Team examines Vibrio ecology in Darwin Harbour

An experiment on sediment in shallow water.
The edible snail Telescopium telescopium sits in mangrove mud. Photo: Anna Padovan.

Research has found that wet season and monsoon rain events are connected to an increase of potentially pathogenic Vibrio bacteria in tropical waters, which could affect human health through food sources.  

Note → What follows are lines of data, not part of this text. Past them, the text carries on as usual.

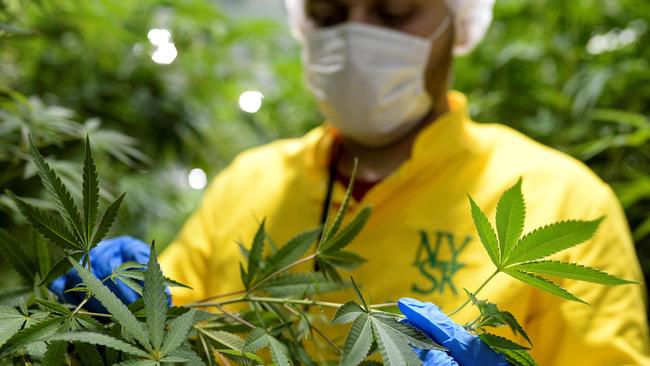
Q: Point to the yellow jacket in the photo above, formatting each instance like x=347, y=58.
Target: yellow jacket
x=285, y=182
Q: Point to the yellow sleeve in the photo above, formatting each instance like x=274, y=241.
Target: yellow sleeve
x=613, y=329
x=190, y=258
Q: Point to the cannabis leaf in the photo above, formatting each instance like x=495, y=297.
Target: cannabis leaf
x=150, y=339
x=335, y=238
x=15, y=255
x=524, y=258
x=394, y=338
x=74, y=236
x=58, y=192
x=492, y=316
x=259, y=339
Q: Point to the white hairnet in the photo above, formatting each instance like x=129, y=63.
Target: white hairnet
x=472, y=19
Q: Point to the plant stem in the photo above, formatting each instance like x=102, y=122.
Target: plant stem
x=273, y=300
x=282, y=270
x=234, y=293
x=475, y=293
x=81, y=304
x=99, y=315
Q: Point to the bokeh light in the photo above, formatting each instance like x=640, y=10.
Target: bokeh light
x=197, y=179
x=165, y=51
x=251, y=101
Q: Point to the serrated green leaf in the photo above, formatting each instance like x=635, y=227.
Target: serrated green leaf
x=347, y=313
x=293, y=250
x=42, y=255
x=347, y=234
x=179, y=328
x=257, y=249
x=89, y=323
x=329, y=270
x=246, y=355
x=357, y=290
x=338, y=220
x=518, y=357
x=138, y=363
x=357, y=345
x=130, y=283
x=60, y=268
x=16, y=256
x=229, y=340
x=256, y=340
x=300, y=284
x=345, y=260
x=55, y=354
x=492, y=316
x=497, y=342
x=155, y=300
x=390, y=346
x=279, y=352
x=10, y=323
x=12, y=296
x=99, y=339
x=245, y=279
x=186, y=352
x=34, y=332
x=543, y=284
x=552, y=239
x=571, y=271
x=88, y=354
x=107, y=220
x=47, y=225
x=53, y=306
x=486, y=233
x=511, y=213
x=59, y=193
x=90, y=193
x=115, y=306
x=412, y=335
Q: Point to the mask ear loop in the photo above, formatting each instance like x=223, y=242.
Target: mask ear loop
x=441, y=28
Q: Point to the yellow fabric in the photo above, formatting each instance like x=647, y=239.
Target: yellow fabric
x=426, y=198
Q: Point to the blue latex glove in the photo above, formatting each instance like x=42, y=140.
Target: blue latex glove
x=464, y=348
x=104, y=258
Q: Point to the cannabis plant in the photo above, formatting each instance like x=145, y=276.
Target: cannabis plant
x=277, y=322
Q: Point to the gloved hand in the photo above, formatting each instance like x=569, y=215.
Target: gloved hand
x=464, y=348
x=104, y=258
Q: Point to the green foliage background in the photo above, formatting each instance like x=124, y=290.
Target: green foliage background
x=68, y=67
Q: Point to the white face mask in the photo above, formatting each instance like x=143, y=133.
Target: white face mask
x=369, y=80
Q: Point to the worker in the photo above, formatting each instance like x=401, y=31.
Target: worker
x=381, y=71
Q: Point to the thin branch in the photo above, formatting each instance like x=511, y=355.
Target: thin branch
x=211, y=298
x=475, y=293
x=329, y=341
x=280, y=271
x=234, y=316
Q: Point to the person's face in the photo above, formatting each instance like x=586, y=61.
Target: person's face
x=417, y=17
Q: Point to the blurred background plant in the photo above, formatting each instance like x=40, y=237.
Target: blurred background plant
x=171, y=91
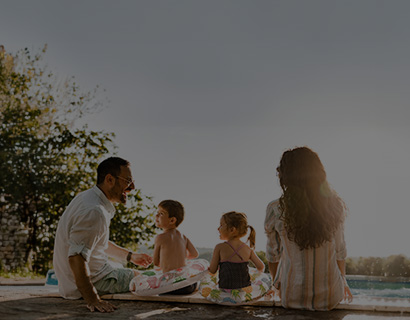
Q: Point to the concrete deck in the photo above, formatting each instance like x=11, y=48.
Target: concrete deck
x=22, y=300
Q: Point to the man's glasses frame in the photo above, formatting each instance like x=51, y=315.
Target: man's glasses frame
x=130, y=182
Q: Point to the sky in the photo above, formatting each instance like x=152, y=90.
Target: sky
x=205, y=96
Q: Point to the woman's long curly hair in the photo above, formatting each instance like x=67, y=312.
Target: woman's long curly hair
x=310, y=209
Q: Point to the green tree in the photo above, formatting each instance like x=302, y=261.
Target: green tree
x=45, y=160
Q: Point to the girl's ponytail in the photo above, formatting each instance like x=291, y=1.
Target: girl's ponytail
x=251, y=237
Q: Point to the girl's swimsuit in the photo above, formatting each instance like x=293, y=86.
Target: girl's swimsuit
x=233, y=274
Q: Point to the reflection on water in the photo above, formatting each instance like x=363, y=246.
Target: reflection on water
x=377, y=288
x=372, y=317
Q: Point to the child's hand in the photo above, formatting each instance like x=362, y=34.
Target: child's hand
x=141, y=259
x=211, y=272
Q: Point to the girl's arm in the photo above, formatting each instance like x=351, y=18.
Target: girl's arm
x=192, y=253
x=257, y=261
x=215, y=260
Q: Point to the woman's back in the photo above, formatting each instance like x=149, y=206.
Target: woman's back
x=308, y=278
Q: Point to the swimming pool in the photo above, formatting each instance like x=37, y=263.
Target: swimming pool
x=379, y=287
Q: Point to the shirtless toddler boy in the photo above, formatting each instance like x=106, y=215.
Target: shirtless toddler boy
x=171, y=247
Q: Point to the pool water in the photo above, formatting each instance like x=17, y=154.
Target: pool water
x=375, y=288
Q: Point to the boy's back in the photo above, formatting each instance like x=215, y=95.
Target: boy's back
x=171, y=250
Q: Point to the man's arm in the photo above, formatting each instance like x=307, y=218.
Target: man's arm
x=192, y=252
x=85, y=286
x=120, y=253
x=157, y=250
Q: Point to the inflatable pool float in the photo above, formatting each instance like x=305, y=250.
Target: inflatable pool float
x=153, y=282
x=260, y=285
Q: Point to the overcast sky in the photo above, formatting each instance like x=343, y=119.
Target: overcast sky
x=206, y=95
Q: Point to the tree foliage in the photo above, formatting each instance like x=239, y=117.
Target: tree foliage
x=45, y=160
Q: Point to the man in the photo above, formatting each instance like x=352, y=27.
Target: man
x=82, y=243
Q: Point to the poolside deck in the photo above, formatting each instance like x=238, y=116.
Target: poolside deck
x=36, y=301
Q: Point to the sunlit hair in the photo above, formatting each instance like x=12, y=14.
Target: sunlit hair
x=310, y=209
x=174, y=209
x=111, y=166
x=239, y=221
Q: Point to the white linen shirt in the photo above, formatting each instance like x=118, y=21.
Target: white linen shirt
x=83, y=229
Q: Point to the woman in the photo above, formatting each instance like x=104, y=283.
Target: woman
x=306, y=248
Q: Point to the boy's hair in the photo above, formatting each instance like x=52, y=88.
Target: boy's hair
x=174, y=209
x=111, y=166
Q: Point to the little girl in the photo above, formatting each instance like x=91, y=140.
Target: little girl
x=232, y=256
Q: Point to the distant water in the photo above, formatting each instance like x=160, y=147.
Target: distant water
x=377, y=288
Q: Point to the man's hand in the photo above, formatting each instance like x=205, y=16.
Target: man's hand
x=102, y=306
x=141, y=259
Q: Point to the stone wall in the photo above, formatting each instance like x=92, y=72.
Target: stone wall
x=13, y=240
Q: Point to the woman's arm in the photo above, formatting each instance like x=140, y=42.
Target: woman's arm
x=215, y=260
x=347, y=293
x=273, y=267
x=257, y=261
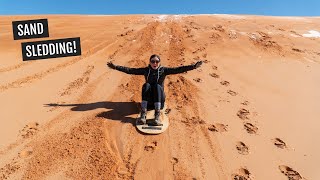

David Simma, Dr Anna Padovan, Dr Mirjam Kaestli and Prof Karen Gibb, who are members of RIEL’s Bioscience North Australia (BNA) group, measured the spatio-temporal patterns of two marine opportunistic pathogens in a tropical estuary — in seawater, sediment, and an edible snail. The goal was to use the information to identify high-risk periods for human health in Darwin Harbour. 

 

The work, which formed Mr Simma’s master by research in 2021–2023, was published and finalised in 2024. The results suggest that the wet season, and particularly times of extreme weather events when environmental conditions change rapidly, could be periods of high risk for vibriosis in tropical Australia, an area which is predicted to experience more frequent severe weather events into the future. Vibriosis is an infection caused by Vibrio bacteria. 

 

“Pathogenic species of Vibrio have been called the ‘barometer of climate change’ and our work supported this claim,” said Prof Gibb. “More severe weather events are predicted in the monsoonal north and in our study a monsoon event coincided with an increase in two known Vibrio pathogens in artisanal harvest.” 

 

By including an edible snail — the Telescopium telescopium, or long bum snail, which is collected in the shallows by Indigenous peoples and lightly cooked or occasionally eaten raw – researchers could demonstrate accumulation in food rather than just water and sediment, which helped to show good eating times. 

 

The research, which was funded by BNA and CDU’s Faculty of Science and Technology, also expands the current understanding of the factors driving the abundance of potentially pathogenic Vibrio species in tropical estuaries.